By Ray Williams
The group of young physicians was looking at an Etruscan sarcophagus from around the third century BCE that showed a reclining married couple in late middle age, softly embracing, covered by a light “sheet” — all carved in stone, buried together for eternity. I invited the group to reflect on any possible connections between this artwork and their own clinical work in the hospital.
“Well, yes,” one of the interns offered after a brief silence. “Like earlier this week, shortly after learning the news that his wife of 50 years is going to die of cancer, a man came rushing out of her room with tears in his eyes. He ran into me in the hall, and he looked up at me, waiting for me to say the right thing.
“I felt so inadequate — I’m only 26 — but I was the physician. I was supposed to know what to say to this man.”
This halting confession brought sympathetic murmurs and nods of affirmation from surrounding colleagues. The conversation continued for another 20 minutes, with words of advice and encouragement from their attending physician.
As a longtime museum educator, I have had the opportunity to participate in a growing national trend of collaboration between medical schools and art museums, including this poignant and memorable discussion several years ago in Boston’s Museum of Fine Arts.
As director of education and academic affairs at the Blanton Museum of Art at The University of Texas at Austin since 2011, I have begun to bring this type of collaboration and sensitization to students in Texas.

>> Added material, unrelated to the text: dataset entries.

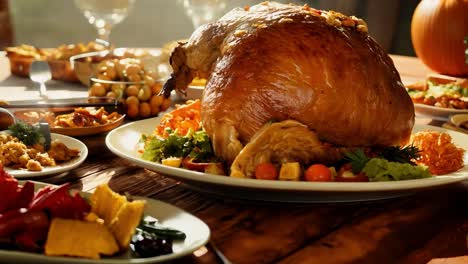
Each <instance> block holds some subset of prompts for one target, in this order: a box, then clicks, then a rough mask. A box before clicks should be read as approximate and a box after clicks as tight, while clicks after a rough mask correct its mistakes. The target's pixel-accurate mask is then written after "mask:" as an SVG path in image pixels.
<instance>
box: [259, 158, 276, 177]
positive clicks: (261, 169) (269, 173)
mask: <svg viewBox="0 0 468 264" xmlns="http://www.w3.org/2000/svg"><path fill="white" fill-rule="evenodd" d="M255 178H257V179H260V180H276V179H278V170H277V169H276V167H275V165H273V164H272V163H269V162H265V163H260V164H258V165H257V167H256V168H255Z"/></svg>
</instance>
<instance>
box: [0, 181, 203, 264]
mask: <svg viewBox="0 0 468 264" xmlns="http://www.w3.org/2000/svg"><path fill="white" fill-rule="evenodd" d="M35 185H36V188H37V187H44V186H46V185H45V184H42V183H37V182H35ZM82 194H83V196H85V197H86V196H89V195H90V194H89V193H82ZM136 198H137V199H145V200H146V207H145V214H146V215H150V216H153V217H155V218H156V219H158V220H159V222H160V223H161V224H163V225H164V226H167V227H172V228H175V229H178V230H180V231H182V232H184V233H185V234H186V235H187V237H186V238H185V240H184V241H174V243H173V247H172V248H173V251H174V253H172V254H167V255H162V256H158V257H151V258H131V256H130V254H129V253H128V252H127V254H124V255H121V256H115V257H103V258H101V259H100V260H92V259H81V258H71V257H51V256H46V255H43V254H36V253H26V252H21V251H11V250H0V263H2V262H3V263H64V264H65V263H96V264H104V263H109V264H120V263H156V262H162V261H168V260H173V259H176V258H180V257H182V256H186V255H189V254H191V253H192V252H194V251H195V250H197V249H199V248H200V247H202V246H203V245H205V244H206V243H207V242H208V240H209V239H210V229H209V228H208V226H207V225H206V224H205V223H204V222H203V221H202V220H200V219H198V218H197V217H195V216H193V215H191V214H189V213H187V212H185V211H183V210H182V209H180V208H178V207H175V206H173V205H170V204H167V203H164V202H161V201H158V200H153V199H149V198H144V197H136Z"/></svg>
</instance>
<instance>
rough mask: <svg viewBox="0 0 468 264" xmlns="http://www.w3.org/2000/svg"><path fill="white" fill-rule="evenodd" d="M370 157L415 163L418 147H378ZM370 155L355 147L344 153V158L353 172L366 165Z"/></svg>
mask: <svg viewBox="0 0 468 264" xmlns="http://www.w3.org/2000/svg"><path fill="white" fill-rule="evenodd" d="M373 154H374V155H372V156H371V157H377V158H382V159H384V160H387V161H391V162H397V163H408V164H410V165H416V164H415V163H414V160H415V159H416V158H418V157H419V149H418V148H417V147H415V146H412V145H411V146H406V147H398V146H391V147H385V148H382V149H378V150H376V151H374V152H373ZM371 157H369V156H368V155H366V153H365V152H364V150H363V149H356V150H354V151H350V152H347V153H345V160H346V161H348V162H350V163H351V167H352V170H353V173H355V174H356V173H359V172H361V171H362V169H363V168H364V167H365V166H366V164H367V162H369V160H371Z"/></svg>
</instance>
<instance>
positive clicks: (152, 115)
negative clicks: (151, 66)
mask: <svg viewBox="0 0 468 264" xmlns="http://www.w3.org/2000/svg"><path fill="white" fill-rule="evenodd" d="M90 83H91V85H90V87H89V96H107V97H112V98H116V99H117V100H119V101H121V102H123V104H124V107H125V109H126V114H127V117H129V118H131V119H140V118H148V117H153V116H157V115H158V114H159V112H161V111H164V110H166V109H167V108H169V106H170V105H171V100H170V99H169V98H165V97H164V96H162V95H159V92H160V90H161V87H162V85H163V83H162V81H161V80H160V79H159V75H158V73H157V72H153V71H151V70H148V69H146V68H145V67H144V66H143V63H142V62H141V60H139V59H135V58H124V59H108V60H103V61H102V62H100V63H98V64H97V65H96V71H95V77H92V78H90Z"/></svg>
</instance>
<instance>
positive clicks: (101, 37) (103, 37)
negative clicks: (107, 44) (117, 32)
mask: <svg viewBox="0 0 468 264" xmlns="http://www.w3.org/2000/svg"><path fill="white" fill-rule="evenodd" d="M111 27H112V26H111V25H109V24H106V25H104V26H103V27H99V28H98V29H97V31H98V37H99V39H102V40H104V41H106V42H109V36H110V31H111Z"/></svg>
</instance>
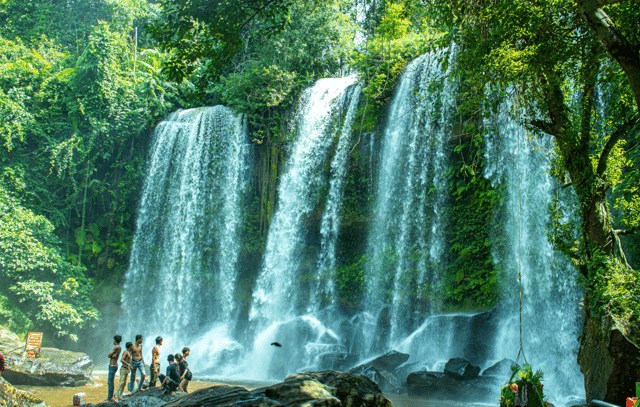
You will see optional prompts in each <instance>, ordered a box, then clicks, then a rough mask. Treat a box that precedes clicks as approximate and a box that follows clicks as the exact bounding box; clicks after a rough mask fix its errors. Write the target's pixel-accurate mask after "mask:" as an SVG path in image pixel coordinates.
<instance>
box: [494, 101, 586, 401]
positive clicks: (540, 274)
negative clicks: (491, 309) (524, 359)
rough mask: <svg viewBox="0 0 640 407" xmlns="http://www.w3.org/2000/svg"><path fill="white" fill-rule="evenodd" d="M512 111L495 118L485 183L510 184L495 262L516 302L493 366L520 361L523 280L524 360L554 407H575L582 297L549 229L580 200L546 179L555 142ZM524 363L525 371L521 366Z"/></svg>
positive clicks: (507, 320) (580, 395)
mask: <svg viewBox="0 0 640 407" xmlns="http://www.w3.org/2000/svg"><path fill="white" fill-rule="evenodd" d="M513 108H514V107H512V106H511V105H509V104H508V103H507V104H505V106H504V107H503V109H502V111H501V112H500V114H499V115H497V116H494V117H493V118H492V121H493V123H492V126H491V127H492V128H493V129H494V130H493V131H492V132H491V133H489V135H488V136H487V137H486V138H485V142H486V146H487V148H486V153H485V158H486V159H487V162H488V165H487V167H486V169H485V176H486V177H487V178H488V179H489V180H491V182H492V183H493V184H494V185H498V184H503V185H504V188H505V193H506V208H505V211H504V213H502V214H499V218H498V219H496V221H497V222H501V223H503V225H504V226H503V230H504V232H503V233H504V237H505V243H504V245H505V246H504V247H501V248H497V247H496V248H495V249H494V251H493V256H494V262H495V263H496V264H499V265H501V267H503V268H504V269H505V270H506V272H507V273H506V274H507V276H508V278H509V279H510V282H511V283H512V284H511V285H510V286H509V288H510V289H511V290H512V294H513V295H512V296H511V299H505V300H504V304H503V307H502V308H503V311H502V316H501V318H500V321H501V322H500V327H499V330H498V334H497V336H496V338H495V343H494V360H495V361H498V360H501V359H503V358H510V359H515V358H516V356H517V355H518V350H519V340H520V338H519V326H520V323H519V314H518V299H517V298H518V290H519V287H518V286H517V281H518V272H521V275H522V298H523V299H522V340H523V350H524V352H525V356H526V358H527V360H528V362H529V364H530V365H531V366H532V367H533V368H534V369H536V370H537V369H542V371H543V372H544V378H545V381H544V383H545V394H546V395H548V396H549V397H550V399H551V400H555V403H559V402H560V403H562V404H567V403H569V404H570V401H571V400H570V399H569V397H573V398H574V399H580V398H584V379H583V376H582V374H581V373H580V370H579V366H578V364H577V351H578V346H579V336H580V334H581V332H582V321H581V313H580V312H579V309H578V307H579V302H580V298H581V297H582V292H581V289H580V288H579V286H578V283H577V272H576V271H575V269H574V268H573V266H572V265H571V263H570V261H569V260H568V259H567V258H566V257H565V256H564V255H563V254H561V253H559V252H556V251H555V250H554V249H553V248H552V246H551V244H550V242H549V240H548V238H547V229H548V226H547V223H548V221H549V212H548V208H549V205H550V204H551V202H552V200H554V199H557V200H559V201H560V204H563V205H565V207H570V206H573V207H576V206H575V196H574V195H573V193H572V191H571V190H570V189H567V190H563V189H562V185H561V184H560V183H559V181H557V180H555V179H554V178H552V177H551V176H550V175H549V174H548V173H547V171H548V169H549V161H550V159H551V157H552V156H553V141H552V139H551V138H550V137H549V136H545V137H536V136H533V135H531V134H528V133H527V131H526V130H525V129H524V128H523V127H522V126H521V125H519V124H518V123H517V122H516V121H515V120H513V119H511V118H510V113H511V112H510V111H509V110H510V109H513ZM572 203H573V205H571V204H572ZM565 212H570V210H567V211H565ZM518 362H519V363H520V364H522V363H524V362H523V359H522V358H521V359H520V360H519V361H518ZM573 401H575V400H573Z"/></svg>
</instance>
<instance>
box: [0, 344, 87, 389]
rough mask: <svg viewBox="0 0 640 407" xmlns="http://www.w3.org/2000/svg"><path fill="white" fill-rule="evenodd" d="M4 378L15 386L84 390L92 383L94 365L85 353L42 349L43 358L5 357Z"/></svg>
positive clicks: (10, 356) (10, 355) (69, 351)
mask: <svg viewBox="0 0 640 407" xmlns="http://www.w3.org/2000/svg"><path fill="white" fill-rule="evenodd" d="M5 362H6V369H7V370H6V371H5V372H4V373H3V374H2V377H4V378H5V379H7V381H8V382H10V383H12V384H14V385H25V386H84V385H85V384H87V383H91V373H92V372H93V362H91V359H89V356H87V355H86V354H84V353H78V352H70V351H66V350H60V349H54V348H42V350H41V352H40V357H39V358H35V359H33V358H27V357H23V356H17V355H5Z"/></svg>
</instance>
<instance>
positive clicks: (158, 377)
mask: <svg viewBox="0 0 640 407" xmlns="http://www.w3.org/2000/svg"><path fill="white" fill-rule="evenodd" d="M142 340H143V337H142V335H136V341H135V342H134V343H131V342H127V343H126V345H125V350H124V352H122V348H121V347H120V342H122V336H120V335H116V336H114V337H113V345H114V346H113V349H112V350H111V352H109V354H108V355H107V357H108V358H109V375H108V378H107V387H108V395H107V400H109V401H115V402H119V401H121V400H122V399H123V397H124V396H123V393H124V386H125V385H126V383H127V378H129V375H130V376H131V377H130V380H129V394H131V393H133V392H134V390H133V388H134V386H135V380H136V371H138V370H139V371H140V384H139V385H138V389H137V390H145V389H146V388H147V386H145V385H144V379H145V370H144V366H145V363H144V357H143V356H142ZM161 346H162V337H160V336H158V337H157V338H156V346H154V347H153V349H152V350H151V364H150V365H149V371H150V375H149V385H148V387H149V388H150V387H156V383H157V382H159V383H160V386H161V387H162V389H163V390H164V393H165V394H167V393H171V395H172V396H173V395H175V391H176V390H178V389H180V390H182V391H184V392H185V393H188V387H189V382H190V381H191V378H192V374H191V371H190V370H189V364H188V363H187V356H189V352H190V351H189V348H187V347H184V348H182V353H181V354H180V353H176V354H175V355H173V354H169V355H168V356H167V362H168V363H169V365H168V366H167V369H166V374H161V373H160V347H161ZM121 353H122V357H120V354H121ZM118 358H120V363H121V366H120V383H119V385H118V391H117V392H115V394H114V388H115V386H114V381H115V376H116V372H117V371H118Z"/></svg>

Pioneering programs at Yale and Columbia focused on honing the observation skills of medical school students, so relevant to diagnosis, through close looking at art. My own work, developed in partnership with physician-educators affiliated with Harvard Medical School, has expanded the scope of these early programs and uses artworks as a point of departure for building empathetic communication, teamwork and cultural competency.
Through my work with medical professionals, I have come to believe that this way of working in museums has real implications for preventing physician burnout and promoting better patient care.
The art museum environment seems to offer something unique and important to caregivers and medical professionals — a respite from the charged hospital environment, with its relentless demands for courage and decisive action, and its high stakes. Removed from the competition and hierarchy, the art museum can serve as a place for medical professionals to share thoughts and feelings about their work, to build on one another’s ideas in a search for meaning. They can reflect and recharge in this environment, surrounded by beauty and inspired by expressions of human experience from many times and places.
Educators from the Blanton have worked with groups from UT’s Schools of Nursing and Social Work, as well as pre-med students participating in a summer program for the SHAPE (Southwestern-Houston-Austin Professional Education) partnership. We have developed museum workshops for Seton Hospital residents in internal medicine, groups of chaplains, nurses and social workers from Hospice Austin, and we look forward to new partnerships with the Dell Medical School.
Paintings from the Blanton’s collection like Claude Vignon’s pensive Biblical narrative David with the Head of Goliath, or provocative sculptures like Luis Jimenez’s Border Crossing, which speaks to issues surrounding immigration, stimulate important conversations for medical professionals. They nourish empathetic responses — which we all hope for from our health care providers — and Jimenez raises important questions about who is able to gain access to quality medical care.
Works of art offer interpretive challenges that resonate with the familiar demands of diagnosis. When a group finds difficulty in reaching consensus on a work’s meaning, participants have an opportunity to practice confronting the ambiguity that is inherent to complex medical problems — to learn about their own reflexive tendencies, listen and consider other strategies.
When removed from familiar settings and placed within a museum context, professional and personal reflections can be shared in conversations that are partly about the works of art and partly about the participants’ own experiences. By allowing individuals to move in and out of the realm of the intimate, the museum becomes a safe place for a level of introspection and sharing that the hospital actively blocks.
The Blanton is a place for nonlinear learning, for exploring values and choices, for making metaphors and creating connections. It would also be a great place for interprofessional conversations — bringing together students and faculty from the Schools of Nursing, Social Work, Pharmacy and UT Austin’s future Dell Medical School. We have a fine team of museum educators ready to collaborate on designing experiences with our rich collections that will help develop the kind of health care professionals we need in our community and state.